Julia was referred to Gould Financial Planning founding partner Simon Gould and his team by her solicitor in November 2001 following the death of her husband, Peter, in the previous April.Peter’s Will left his share of the couple’s main residence to a Discretionary Trust, along with approximately £27,000 in investments.
In August 2001 the property was sold and the Trust was holding £160,000 in the Trustee bank account.
Their two sons, Harry and Dylan, aged 22 and 20 respectively at the time, had no immediate need for such a large sum of capital. The Trust also gave Julia the reassurance that if she needed more capital for her own needs then she could benefit from it, but if she didn’t then the Trust capital was outside of her estate for inheritance tax purposes.
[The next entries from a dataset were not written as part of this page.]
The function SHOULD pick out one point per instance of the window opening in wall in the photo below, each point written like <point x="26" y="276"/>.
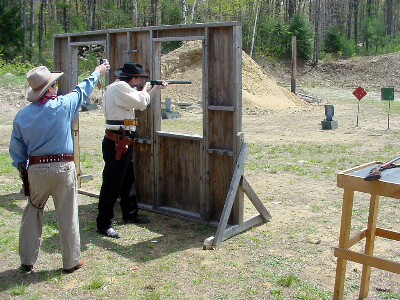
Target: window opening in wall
<point x="181" y="104"/>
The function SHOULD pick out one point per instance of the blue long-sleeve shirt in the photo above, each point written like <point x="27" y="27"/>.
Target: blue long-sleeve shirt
<point x="46" y="129"/>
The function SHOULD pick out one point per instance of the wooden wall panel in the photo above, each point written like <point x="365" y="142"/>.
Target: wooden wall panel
<point x="191" y="175"/>
<point x="144" y="174"/>
<point x="221" y="130"/>
<point x="178" y="32"/>
<point x="179" y="174"/>
<point x="220" y="179"/>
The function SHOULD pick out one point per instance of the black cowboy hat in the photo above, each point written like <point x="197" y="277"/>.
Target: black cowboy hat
<point x="130" y="69"/>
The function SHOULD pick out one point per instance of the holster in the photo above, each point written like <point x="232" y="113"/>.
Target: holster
<point x="23" y="174"/>
<point x="121" y="146"/>
<point x="122" y="142"/>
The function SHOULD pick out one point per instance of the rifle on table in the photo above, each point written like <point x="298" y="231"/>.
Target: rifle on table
<point x="159" y="82"/>
<point x="376" y="172"/>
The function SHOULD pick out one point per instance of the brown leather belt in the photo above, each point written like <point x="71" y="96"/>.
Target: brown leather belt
<point x="116" y="137"/>
<point x="43" y="159"/>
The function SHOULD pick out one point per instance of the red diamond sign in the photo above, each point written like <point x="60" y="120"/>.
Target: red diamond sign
<point x="359" y="93"/>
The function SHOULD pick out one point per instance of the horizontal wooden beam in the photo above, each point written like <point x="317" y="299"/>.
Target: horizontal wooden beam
<point x="88" y="43"/>
<point x="221" y="108"/>
<point x="179" y="135"/>
<point x="367" y="260"/>
<point x="178" y="38"/>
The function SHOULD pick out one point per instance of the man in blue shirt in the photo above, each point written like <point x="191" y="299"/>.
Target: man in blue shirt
<point x="41" y="147"/>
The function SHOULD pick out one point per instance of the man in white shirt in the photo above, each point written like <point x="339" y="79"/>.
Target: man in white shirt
<point x="129" y="92"/>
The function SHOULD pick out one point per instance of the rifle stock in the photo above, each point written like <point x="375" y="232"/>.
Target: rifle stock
<point x="159" y="82"/>
<point x="23" y="174"/>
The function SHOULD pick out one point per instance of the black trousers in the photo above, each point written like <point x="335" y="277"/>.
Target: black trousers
<point x="118" y="180"/>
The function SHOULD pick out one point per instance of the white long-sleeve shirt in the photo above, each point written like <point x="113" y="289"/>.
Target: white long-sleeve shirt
<point x="120" y="101"/>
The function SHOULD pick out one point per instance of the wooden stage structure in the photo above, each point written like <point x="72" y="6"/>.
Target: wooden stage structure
<point x="195" y="177"/>
<point x="351" y="181"/>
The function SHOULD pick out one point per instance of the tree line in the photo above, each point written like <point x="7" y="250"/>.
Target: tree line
<point x="341" y="28"/>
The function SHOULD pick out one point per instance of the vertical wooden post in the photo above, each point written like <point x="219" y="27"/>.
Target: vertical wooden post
<point x="347" y="211"/>
<point x="294" y="64"/>
<point x="369" y="244"/>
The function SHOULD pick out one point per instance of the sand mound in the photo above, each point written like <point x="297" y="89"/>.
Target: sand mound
<point x="258" y="89"/>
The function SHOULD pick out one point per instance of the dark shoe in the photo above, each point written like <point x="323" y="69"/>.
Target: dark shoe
<point x="26" y="268"/>
<point x="137" y="220"/>
<point x="77" y="267"/>
<point x="109" y="232"/>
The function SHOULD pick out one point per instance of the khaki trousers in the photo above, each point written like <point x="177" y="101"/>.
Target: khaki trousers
<point x="57" y="179"/>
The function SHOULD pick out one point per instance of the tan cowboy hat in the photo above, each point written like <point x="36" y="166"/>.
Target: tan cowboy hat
<point x="39" y="79"/>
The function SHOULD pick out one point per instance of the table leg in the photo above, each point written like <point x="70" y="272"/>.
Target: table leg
<point x="345" y="225"/>
<point x="369" y="245"/>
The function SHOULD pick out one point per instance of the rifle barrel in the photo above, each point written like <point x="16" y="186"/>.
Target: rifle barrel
<point x="159" y="82"/>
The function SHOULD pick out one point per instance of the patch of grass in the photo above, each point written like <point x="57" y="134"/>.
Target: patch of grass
<point x="95" y="284"/>
<point x="5" y="164"/>
<point x="288" y="281"/>
<point x="390" y="295"/>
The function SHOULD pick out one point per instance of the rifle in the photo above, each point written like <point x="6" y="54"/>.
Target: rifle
<point x="159" y="82"/>
<point x="23" y="174"/>
<point x="376" y="172"/>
The Trust invested £160,000 into investments to generate returns above inflation over the medium term. Care had to be taken over the type of investment as Trust taxation was, and still is, punitive from an income tax and capital gains tax perspective. As income was not required the focus was on generating tax efficient capital growth.
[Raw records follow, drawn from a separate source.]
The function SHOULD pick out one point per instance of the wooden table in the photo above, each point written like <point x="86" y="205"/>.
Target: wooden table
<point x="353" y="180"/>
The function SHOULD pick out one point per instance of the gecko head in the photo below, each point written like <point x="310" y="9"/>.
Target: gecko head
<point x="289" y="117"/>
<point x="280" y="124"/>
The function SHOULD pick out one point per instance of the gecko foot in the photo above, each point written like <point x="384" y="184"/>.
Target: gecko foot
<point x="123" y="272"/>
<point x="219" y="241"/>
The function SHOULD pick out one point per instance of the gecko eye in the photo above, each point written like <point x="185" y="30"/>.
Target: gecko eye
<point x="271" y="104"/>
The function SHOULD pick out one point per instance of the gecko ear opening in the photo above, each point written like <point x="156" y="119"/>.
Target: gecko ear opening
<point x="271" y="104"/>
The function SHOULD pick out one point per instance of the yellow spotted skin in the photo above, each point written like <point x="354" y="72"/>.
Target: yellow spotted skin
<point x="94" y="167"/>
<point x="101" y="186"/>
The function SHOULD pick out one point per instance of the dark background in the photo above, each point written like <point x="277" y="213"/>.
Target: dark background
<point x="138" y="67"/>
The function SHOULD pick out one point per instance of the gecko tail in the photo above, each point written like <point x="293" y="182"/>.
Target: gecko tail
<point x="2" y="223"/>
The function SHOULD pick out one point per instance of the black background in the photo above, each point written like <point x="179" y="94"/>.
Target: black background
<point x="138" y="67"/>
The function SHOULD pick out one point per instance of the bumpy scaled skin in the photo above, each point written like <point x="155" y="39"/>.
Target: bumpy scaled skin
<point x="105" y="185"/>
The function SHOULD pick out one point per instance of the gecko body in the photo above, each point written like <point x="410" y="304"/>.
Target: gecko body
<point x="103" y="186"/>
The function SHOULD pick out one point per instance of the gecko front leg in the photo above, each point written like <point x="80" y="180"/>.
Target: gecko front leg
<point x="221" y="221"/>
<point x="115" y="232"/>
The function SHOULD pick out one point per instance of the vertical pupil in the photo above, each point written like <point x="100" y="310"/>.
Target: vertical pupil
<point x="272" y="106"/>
Following the investment of the Trust monies at her first annual review in December 2002 Julia felt settled and confident enough to consider her own financial position. Her pension income was approximately £32,000 a year, after tax approximately £27,000. Now that she had moved to a relatively small flat her annual expenditure was estimated to be well within this.
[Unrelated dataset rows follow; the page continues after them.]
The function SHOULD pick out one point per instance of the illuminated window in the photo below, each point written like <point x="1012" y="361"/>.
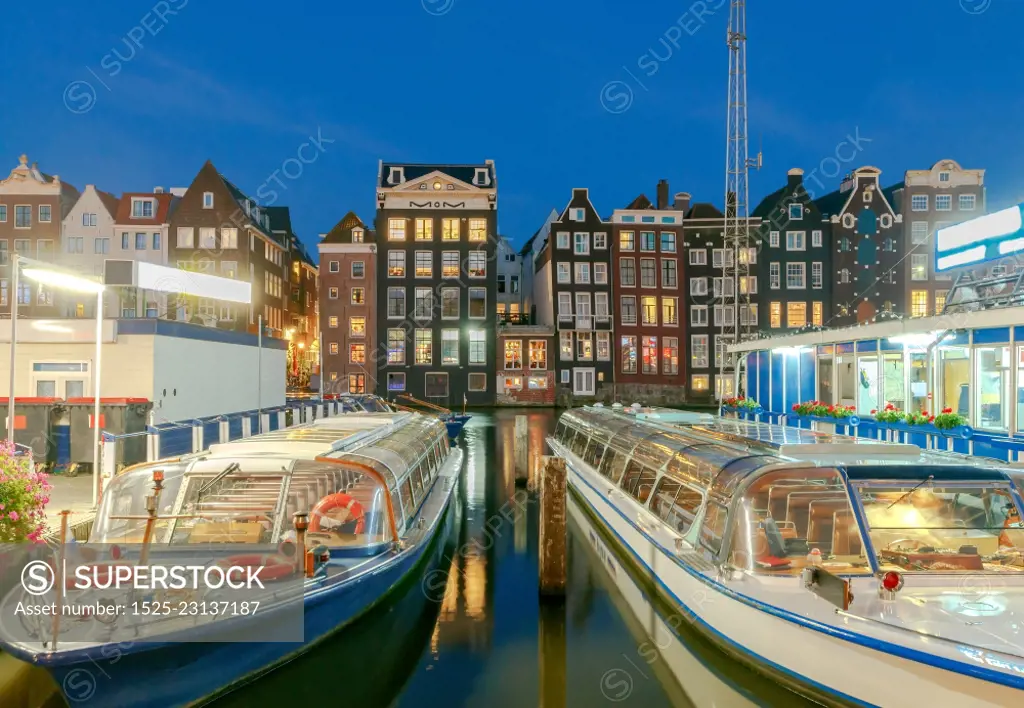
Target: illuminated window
<point x="513" y="354"/>
<point x="424" y="230"/>
<point x="649" y="355"/>
<point x="796" y="314"/>
<point x="919" y="303"/>
<point x="424" y="346"/>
Julia’s assets of approximately £410,000 were made up of her flat (£240,000), cash deposits (£140,000), and investments (£30,000). The inheritance tax liability on her death was calculated at approximately £67,000. Julia acted upon our advice and gifted £20,000 to each of her sons to clear debts built up while at university. She also gifted £100,000 to a Discretionary Trust. Unlike the Trust created on her husband’s death, Julia would be unable to benefit from this new Trust. These recommendations reduced the potential inheritance tax on Julia’s estate down to approximately £9,000 from December 2008.
In August 2008 Julia’s Aunt Iris died leaving her estate of £240,000 equally to Julia and her sister. Julia followed our advice and, with the agreement of her sister, Iris’ Will was varied by her solicitor leaving Julia’s share to a third Discretionary Trust. The reasoning behind this was that if the capital came to Julia and she subsequently died, her share of £120,000 would suffer 40% inheritance tax. She could, of course, have gifted the £120,000 to a Trust herself but this would still have led to inheritance tax in the event she died within seven years. By varying the Will, Julia could potentially benefit from the capital in the future without it forming part of her estate if she did not take capital from the Trust.
In April 2010 Harry was married and looking to buy his first property with his wife, Susan. The Trustees (Julia, Harry and Dylan) decided it was appropriate to distribute £75,000 from Julia’s Discretionary Trust to Harry. By careful planning, income tax of £5,000 was avoided by assigning part of the trustee investment to Harry prior to encashment. Following his brother’s wedding, Dylan proposed to his girlfriend Lizzy and the Trustees decided it was appropriate to wind up Julia’s Discretionary Trust by appointing the remaining £75,000 of the Trustee investments to Dylan; again this was completed via an assignment of the remaining Trust investment prior to encashment, avoiding £5,000 of income tax.
Gould Financial Planning founding partner Simon Gould said: “At our most recent review in December 2013, Julia identified approximately £7,000 per annum of surplus income and has started investments for her four grandchildren at £150 per month each.
“With our careful management, Julia’s estate is currently free of inheritance tax, her income needs of approximately £28,000 a year meets her expenditure of £21,000. If her expenditure needs increase she has the flexibility to stop the regular investments for her grandchildren. She has approximately £25,000 of personal savings and her flat is now valued in the region of £300,000. She has access to both Peter’s Discretionary Trust and Iris’ Discretionary Trust if required. These are now jointly valued at approximately £450,000.
“Harry and Daniel would inherit a sum in the region of £775,000 if Julia were to die today as no inheritance tax is due, and this is on top of the £20,000 they each received in December 2002 and the £75,000 they were both given in the summer of 2010.
“The result of this planning over more than a decade is that assets initially valued at £690,000 are now valued at £965,000 – including the distributions to Harry and Dylan totalling £190,000.
“No inheritance tax has been paid; the old adage that inheritance tax is a voluntary tax has been met for this family.”